Wildcard DNS for SDK routing

The E2B SDKs construct envd URLs as <port>-<shortid>.<domain>. On the upstream service those hostnames resolve to per-sandbox IPs behind a fanout proxy. In Coppice there are no per-sandbox IPs — the gateway listens on one address for every sandbox, and when a request arrives it reads the Host header, extracts <shortid>, and jexecs into the right jail. So the only thing a dev machine has to do to use real SDK URLs (no E2B_DEBUG=true kludge) is resolve *.coppice.lan to wherever the gateway is listening. That’s it. This page is the recipe.

What the SDK wants

The Python/Node/Go SDKs compute the envd URL like this, once the lifecycle API hands them back a sandboxID:

https://<port>-<shortid>.<domain>/...

The <port> in the subdomain is a label, not the TCP port the SDK connects to — the TCP port comes from the URL scheme (443 for https) or from whatever is appended to <domain>. We smuggle the gateway’s port through E2B_DOMAIN, e.g. E2B_DOMAIN=coppice.lan:49999, so the URL becomes http://49999-&lt;id&gt;.coppice.lan:49999/. The subdomain 49999- tells the gateway which envd handler set the client wants; the :49999 authority port tells the kernel which TCP listener to connect to.
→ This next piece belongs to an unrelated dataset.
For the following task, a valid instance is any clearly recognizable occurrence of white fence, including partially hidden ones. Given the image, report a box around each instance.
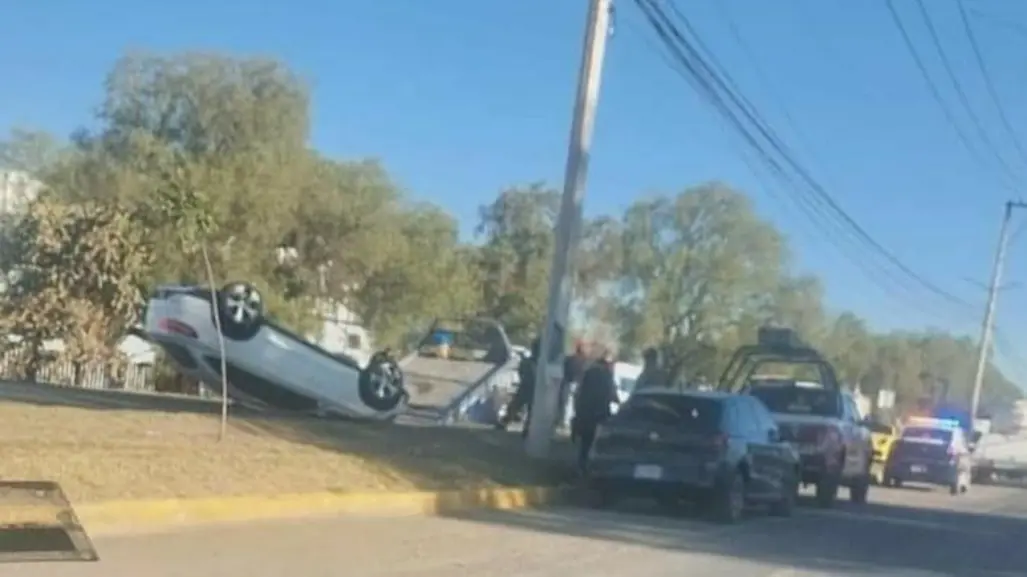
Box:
[0,350,155,392]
The SDK does not look up a per-sandbox IP. It sends the request to whatever DNS says 49999-<shortid>.coppice.lan resolves to, with that exact name in the Host header.
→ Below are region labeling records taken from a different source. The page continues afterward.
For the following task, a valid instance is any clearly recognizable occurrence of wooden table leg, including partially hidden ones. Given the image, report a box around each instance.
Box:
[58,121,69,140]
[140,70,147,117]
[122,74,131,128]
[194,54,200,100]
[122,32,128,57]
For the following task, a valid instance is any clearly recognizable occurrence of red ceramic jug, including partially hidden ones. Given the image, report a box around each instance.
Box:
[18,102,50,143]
One wrinkle in the Python SDK: _jupyter_url ties scheme to debug mode (https when debug=False, http when debug=True). Our gateway serves plain HTTP — production-parity TLS is explicitly out of scope here — so the example code does a three-line override keeping debug=False but forcing http. See examples/02-persistent-kernel.py. Once the gateway gets a TLS frontend this override goes away.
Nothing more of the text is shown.